EPILOGUE

What is called the “national character” of the French and English has never been fixed, and it is now perceptibly changing.

Changes in English National Character.

The English were at one time not in the least Puritanical. They afterwards became moderately Puritanical in the upper classes and intensely so in the middle classes. They are now slowly but steadily passing out of Puritanism.

The English were at one time more European than insular. After that they became intensely insular, truly a peculiar people. Now, again, they are slowly becoming, chiefly through the influence of London, less insular and more European.

Artistic and Scientific Ideas.

The most powerful agents of change in recent times have been scientific and artistic ideas. These ideas are continuing their work unceasingly, and are even entering into the education of the young. To judge of their importance as new powers we have only to remember that artistic and scientific ideas formerly lay almost entirely outside of aristocratic and middle-class thinking, and were confined to persons specially devoted to artistic or scientific pursuits.

Extent of Scientific Influence.

Its Result.

The change may easily be under-estimated. The love of art and science may be called a taste for pictures or a fancy for shells and minerals, and so made to appear no better than an amusement. In reality, however, the change is most momentous. Science has taught a new way of applying the mind to everything. It has affirmed the right and duty of investigation and verification, it has set up a new kind of intellectual morality which has substituted the duty of inquiry for the duty of belief. The immediate result has been, in England, a sudden and amazing diminution of intolerance, a wonderful and wholly unexpected increase of mental freedom.
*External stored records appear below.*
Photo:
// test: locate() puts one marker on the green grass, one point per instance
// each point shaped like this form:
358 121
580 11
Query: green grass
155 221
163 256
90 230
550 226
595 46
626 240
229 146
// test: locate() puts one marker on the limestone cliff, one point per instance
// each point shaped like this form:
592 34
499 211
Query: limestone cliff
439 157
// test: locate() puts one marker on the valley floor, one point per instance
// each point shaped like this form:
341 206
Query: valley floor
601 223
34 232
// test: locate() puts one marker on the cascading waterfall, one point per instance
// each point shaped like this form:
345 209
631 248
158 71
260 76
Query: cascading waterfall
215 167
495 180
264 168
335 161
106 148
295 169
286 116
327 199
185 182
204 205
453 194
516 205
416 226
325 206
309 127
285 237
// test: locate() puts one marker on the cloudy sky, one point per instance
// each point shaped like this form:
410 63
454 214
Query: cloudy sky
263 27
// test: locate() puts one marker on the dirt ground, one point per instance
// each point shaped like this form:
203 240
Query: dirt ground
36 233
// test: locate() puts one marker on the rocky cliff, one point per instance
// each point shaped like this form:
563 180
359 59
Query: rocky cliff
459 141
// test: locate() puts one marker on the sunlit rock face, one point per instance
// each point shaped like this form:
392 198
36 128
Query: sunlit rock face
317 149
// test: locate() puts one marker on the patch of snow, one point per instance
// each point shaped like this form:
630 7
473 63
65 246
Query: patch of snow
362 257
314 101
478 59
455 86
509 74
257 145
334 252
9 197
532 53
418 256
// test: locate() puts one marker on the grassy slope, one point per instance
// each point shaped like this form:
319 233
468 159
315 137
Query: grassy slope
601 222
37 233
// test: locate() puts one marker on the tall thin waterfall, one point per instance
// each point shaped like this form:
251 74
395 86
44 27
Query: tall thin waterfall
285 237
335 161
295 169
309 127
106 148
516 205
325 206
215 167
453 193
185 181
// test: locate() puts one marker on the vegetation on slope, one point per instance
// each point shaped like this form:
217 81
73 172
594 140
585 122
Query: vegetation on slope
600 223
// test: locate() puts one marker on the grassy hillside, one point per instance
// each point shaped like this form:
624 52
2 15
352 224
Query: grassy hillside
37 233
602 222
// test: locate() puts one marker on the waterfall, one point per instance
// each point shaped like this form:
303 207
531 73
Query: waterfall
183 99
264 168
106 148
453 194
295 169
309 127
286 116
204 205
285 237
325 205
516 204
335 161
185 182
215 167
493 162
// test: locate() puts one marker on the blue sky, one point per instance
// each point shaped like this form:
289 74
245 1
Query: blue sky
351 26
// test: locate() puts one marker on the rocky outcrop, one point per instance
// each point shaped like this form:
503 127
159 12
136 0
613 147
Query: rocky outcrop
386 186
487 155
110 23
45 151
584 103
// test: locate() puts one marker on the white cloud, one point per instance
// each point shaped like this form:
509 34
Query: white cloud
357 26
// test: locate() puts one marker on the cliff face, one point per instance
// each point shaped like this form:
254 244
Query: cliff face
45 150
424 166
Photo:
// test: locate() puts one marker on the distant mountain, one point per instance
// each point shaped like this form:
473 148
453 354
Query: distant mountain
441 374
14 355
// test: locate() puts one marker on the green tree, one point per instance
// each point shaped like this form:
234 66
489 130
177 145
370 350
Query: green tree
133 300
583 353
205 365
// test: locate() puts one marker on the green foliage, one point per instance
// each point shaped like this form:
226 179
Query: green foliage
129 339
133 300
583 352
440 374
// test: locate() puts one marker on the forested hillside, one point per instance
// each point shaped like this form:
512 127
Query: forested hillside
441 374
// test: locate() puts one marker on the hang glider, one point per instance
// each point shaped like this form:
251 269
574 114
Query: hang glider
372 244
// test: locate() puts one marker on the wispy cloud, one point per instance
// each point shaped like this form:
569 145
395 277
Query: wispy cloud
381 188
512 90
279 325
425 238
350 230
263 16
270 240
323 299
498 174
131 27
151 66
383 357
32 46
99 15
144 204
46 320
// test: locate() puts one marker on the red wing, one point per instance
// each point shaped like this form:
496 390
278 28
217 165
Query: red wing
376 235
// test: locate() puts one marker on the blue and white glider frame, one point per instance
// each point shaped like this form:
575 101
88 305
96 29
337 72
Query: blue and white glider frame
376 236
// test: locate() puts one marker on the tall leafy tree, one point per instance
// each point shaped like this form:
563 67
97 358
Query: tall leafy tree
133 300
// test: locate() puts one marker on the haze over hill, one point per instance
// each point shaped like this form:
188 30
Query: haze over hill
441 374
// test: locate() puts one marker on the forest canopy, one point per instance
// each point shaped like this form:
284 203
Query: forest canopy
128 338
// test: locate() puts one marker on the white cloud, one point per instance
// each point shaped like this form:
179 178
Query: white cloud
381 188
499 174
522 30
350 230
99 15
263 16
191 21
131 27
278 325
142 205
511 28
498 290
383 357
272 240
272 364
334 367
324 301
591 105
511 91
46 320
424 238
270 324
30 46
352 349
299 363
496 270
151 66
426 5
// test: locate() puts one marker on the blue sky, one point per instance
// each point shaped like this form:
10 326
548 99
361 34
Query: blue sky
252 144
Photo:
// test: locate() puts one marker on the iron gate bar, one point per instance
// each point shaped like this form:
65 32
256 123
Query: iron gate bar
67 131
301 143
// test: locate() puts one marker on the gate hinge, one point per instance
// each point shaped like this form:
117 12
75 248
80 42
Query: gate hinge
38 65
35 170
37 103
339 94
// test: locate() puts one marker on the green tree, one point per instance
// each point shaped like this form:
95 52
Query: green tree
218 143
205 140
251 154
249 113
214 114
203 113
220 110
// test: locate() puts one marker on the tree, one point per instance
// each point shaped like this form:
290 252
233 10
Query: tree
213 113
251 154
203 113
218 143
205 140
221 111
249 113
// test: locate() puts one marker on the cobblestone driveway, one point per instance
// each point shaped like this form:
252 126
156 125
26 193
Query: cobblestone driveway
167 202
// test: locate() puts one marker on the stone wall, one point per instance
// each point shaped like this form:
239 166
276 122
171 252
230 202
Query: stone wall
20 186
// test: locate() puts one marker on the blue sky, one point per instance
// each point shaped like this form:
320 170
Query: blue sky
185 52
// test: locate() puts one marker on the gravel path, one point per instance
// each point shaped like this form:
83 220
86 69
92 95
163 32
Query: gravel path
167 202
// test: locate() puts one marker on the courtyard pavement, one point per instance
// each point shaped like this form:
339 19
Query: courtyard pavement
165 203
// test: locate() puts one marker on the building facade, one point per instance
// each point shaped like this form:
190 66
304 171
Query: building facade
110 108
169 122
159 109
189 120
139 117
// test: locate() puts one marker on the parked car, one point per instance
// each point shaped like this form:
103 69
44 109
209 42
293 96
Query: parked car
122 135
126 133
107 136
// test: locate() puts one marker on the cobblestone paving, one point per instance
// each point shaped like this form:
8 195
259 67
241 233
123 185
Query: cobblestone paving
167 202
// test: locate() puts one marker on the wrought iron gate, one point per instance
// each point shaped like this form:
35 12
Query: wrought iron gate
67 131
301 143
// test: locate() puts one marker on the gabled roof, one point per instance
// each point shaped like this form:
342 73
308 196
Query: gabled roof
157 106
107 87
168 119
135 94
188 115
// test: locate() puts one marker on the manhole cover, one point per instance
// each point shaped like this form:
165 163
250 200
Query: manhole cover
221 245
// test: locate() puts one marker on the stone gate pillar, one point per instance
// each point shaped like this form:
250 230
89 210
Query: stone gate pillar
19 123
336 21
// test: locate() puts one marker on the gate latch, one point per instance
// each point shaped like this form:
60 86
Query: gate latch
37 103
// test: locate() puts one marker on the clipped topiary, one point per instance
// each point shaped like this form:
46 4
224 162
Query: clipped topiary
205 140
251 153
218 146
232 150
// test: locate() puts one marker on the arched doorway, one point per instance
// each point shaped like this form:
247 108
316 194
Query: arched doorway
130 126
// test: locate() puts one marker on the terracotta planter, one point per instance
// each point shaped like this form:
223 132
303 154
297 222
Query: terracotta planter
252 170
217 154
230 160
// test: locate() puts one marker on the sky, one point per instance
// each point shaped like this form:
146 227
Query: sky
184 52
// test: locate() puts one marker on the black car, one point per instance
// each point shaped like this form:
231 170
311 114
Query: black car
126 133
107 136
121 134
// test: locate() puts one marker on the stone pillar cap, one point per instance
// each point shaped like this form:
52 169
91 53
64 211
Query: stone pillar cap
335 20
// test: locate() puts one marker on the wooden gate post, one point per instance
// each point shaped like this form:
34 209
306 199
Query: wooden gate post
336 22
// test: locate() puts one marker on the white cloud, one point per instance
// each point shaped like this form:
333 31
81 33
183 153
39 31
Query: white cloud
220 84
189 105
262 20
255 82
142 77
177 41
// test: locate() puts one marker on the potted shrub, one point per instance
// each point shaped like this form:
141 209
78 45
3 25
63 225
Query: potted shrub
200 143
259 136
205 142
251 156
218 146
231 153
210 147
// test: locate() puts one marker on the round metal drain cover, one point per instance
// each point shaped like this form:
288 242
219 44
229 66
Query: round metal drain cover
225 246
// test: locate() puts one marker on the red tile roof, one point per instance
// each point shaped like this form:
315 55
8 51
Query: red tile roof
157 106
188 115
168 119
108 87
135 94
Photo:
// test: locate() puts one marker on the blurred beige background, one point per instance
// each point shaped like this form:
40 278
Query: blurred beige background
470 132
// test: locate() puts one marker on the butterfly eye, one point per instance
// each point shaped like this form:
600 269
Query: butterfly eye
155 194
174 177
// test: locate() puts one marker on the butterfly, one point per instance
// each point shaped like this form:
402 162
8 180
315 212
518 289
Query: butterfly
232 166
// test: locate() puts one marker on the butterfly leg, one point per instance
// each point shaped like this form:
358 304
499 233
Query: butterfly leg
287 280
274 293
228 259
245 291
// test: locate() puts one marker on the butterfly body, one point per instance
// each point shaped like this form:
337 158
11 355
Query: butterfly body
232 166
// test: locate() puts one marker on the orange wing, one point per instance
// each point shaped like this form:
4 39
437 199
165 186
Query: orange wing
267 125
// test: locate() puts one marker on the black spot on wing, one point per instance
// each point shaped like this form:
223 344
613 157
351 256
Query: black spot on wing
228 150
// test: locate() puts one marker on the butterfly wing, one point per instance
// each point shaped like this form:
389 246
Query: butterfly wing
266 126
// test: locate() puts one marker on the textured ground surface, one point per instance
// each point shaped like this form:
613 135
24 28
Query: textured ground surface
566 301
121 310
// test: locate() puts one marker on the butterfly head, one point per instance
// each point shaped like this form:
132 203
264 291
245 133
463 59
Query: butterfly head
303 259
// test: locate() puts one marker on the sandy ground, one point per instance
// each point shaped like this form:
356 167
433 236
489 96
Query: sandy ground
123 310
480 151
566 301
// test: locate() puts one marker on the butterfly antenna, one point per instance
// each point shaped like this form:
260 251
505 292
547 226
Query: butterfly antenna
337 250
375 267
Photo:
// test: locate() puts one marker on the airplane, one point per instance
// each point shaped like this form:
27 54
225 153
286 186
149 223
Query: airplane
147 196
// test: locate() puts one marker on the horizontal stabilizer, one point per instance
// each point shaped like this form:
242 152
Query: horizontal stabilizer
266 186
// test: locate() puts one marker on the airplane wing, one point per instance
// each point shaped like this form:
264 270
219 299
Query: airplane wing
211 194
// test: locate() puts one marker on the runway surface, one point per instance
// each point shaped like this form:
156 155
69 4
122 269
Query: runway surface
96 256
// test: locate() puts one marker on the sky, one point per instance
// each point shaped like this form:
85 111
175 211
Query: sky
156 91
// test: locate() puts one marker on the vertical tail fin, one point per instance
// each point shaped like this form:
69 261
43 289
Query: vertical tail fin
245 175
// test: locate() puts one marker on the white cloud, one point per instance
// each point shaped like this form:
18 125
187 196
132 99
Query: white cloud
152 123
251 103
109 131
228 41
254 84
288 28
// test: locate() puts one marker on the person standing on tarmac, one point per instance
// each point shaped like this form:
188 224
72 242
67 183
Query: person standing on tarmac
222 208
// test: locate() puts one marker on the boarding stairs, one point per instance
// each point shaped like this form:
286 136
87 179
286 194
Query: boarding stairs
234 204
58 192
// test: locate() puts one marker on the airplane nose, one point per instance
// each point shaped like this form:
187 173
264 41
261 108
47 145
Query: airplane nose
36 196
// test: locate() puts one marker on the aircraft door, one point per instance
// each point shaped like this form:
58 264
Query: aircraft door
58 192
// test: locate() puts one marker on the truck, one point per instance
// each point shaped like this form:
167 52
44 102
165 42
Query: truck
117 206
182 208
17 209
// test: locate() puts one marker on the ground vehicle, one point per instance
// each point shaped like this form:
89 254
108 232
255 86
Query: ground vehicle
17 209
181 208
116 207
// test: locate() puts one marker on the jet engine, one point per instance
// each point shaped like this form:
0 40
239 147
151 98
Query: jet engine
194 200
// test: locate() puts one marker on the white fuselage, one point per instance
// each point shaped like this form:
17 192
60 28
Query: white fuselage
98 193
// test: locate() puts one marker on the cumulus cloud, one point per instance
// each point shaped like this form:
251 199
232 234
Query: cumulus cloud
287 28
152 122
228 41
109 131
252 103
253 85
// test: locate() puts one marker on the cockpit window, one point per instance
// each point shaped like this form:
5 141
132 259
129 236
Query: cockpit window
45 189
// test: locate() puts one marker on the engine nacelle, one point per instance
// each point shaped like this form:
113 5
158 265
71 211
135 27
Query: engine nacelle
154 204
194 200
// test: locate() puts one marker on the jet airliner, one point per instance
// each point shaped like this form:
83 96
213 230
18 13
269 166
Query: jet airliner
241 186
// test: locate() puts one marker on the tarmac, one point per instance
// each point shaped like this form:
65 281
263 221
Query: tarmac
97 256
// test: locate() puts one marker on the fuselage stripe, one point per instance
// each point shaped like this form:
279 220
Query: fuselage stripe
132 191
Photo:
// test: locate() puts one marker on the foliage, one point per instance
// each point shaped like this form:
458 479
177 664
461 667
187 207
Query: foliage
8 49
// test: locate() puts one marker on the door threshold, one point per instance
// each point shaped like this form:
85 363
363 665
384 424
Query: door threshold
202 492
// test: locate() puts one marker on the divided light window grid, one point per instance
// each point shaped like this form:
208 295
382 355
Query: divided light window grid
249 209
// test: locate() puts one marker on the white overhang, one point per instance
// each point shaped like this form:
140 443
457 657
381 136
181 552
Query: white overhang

The people of England have now become tolerant to a degree which could have been hoped for by no one who knew the formerly oppressive and aggressive character of religious majorities in that country. The boast of the national poet, that England was a country where men freely said their say, is now losing its apparently ironical aspect and may be true for the coming generation. The bigotry that still remains is only an inheritance of the past, it does not really belong to the present, still less to the more enlightened future.

The Influence of Art.

Art and Puritanism.

The influence of art is less visible than that of science, and seems inferior in this, that art is associated with ideas of pleasure and relaxation in the public mind, though it is more associated with ideas of study and hard work in the minds of artists. However this may be, the influence of art is important in England as one of the forces which are weakening the spirit of Puritanism. Art and Puritanism are antagonistic forces. The true Puritanical spirit always instinctively feels and knows this; for example, it shuts up the National Gallery on Sundays, and would shut up the Louvre if it could.

The Study of Nature.

Another important influence of the fine arts is in directing the national mind more to the love and study of nature. Art and nature are not the same, yet art gives a new delight in nature. I am not aware that this goes much beyond a refreshment of the faculties, yet, in an age when men are jaded by over-work and by the peculiar fatigue of life in large towns, a refreshment of this kind may be, and is, more important than in simpler times. One of the modern modifications of English character is that it seeks for natural beauty with a new desire. The modern love of nature is connected with a certain independence of conventionalism, and this is important, because conventionalism includes so much.

Changes in the French Character.

Modern Industrial Enterprise.

As the English character is changing in these and other ways, so the French character is changing by its passage from the military to the industrial epoch. It is unfortunate that the enterprise of the Panama Canal seems doomed to failure, because it afforded exactly the outlet that was desirable for French industrial ambition. It was by treating it as a patriotic enterprise and playing upon the patriotic chord that M. de Lesseps attained a delusive appearance of success. The exhibition of 1889, the Eiffel Tower, and the proposed bridge over the Channel, are also proofs of French industrial enterprise on a scale intended to attract attention. The ambition to excel is still in French imaginations, but it is diverted in great part from military to peaceful pursuits. There is no reason why French democracy, which is really averse to war, should not take a legitimate pride in undertakings that require as much science and energy, and almost as much treasure, as the greatest military operations.

Common Sense in Education.

Desire for Physical Improvement.

Another change in the French estimate of things is the increasing tendency to apply common sense to education in spite of old habits and traditions, to discard what cannot be mastered, and to learn more thoroughly what is practically possible and worth learning. The French are also inclined to attach more value to physical exercises. The English have lately become aware of this in consequence of M. Paschal Grousset’s very laudable efforts as a journalist in favour of more active amusements in the lycées; but the movement began several years earlier, and that writer would not have succeeded as he did without a public opinion already prepared to be favourable. I have shown elsewhere that the French are by no means indisposed to gymnastics and military drill. They are ignorant of cricket, as were the ancient Greeks, certainly not the most inactive people of antiquity.

Dominant Tendencies.

The dominant tendencies in the two countries appear to be these. The English are becoming more open-minded and the French are gaining in practical sense and prudence. The English are advancing in religious, and the French in political liberty. Material progress of all kinds is obvious and conspicuous in both.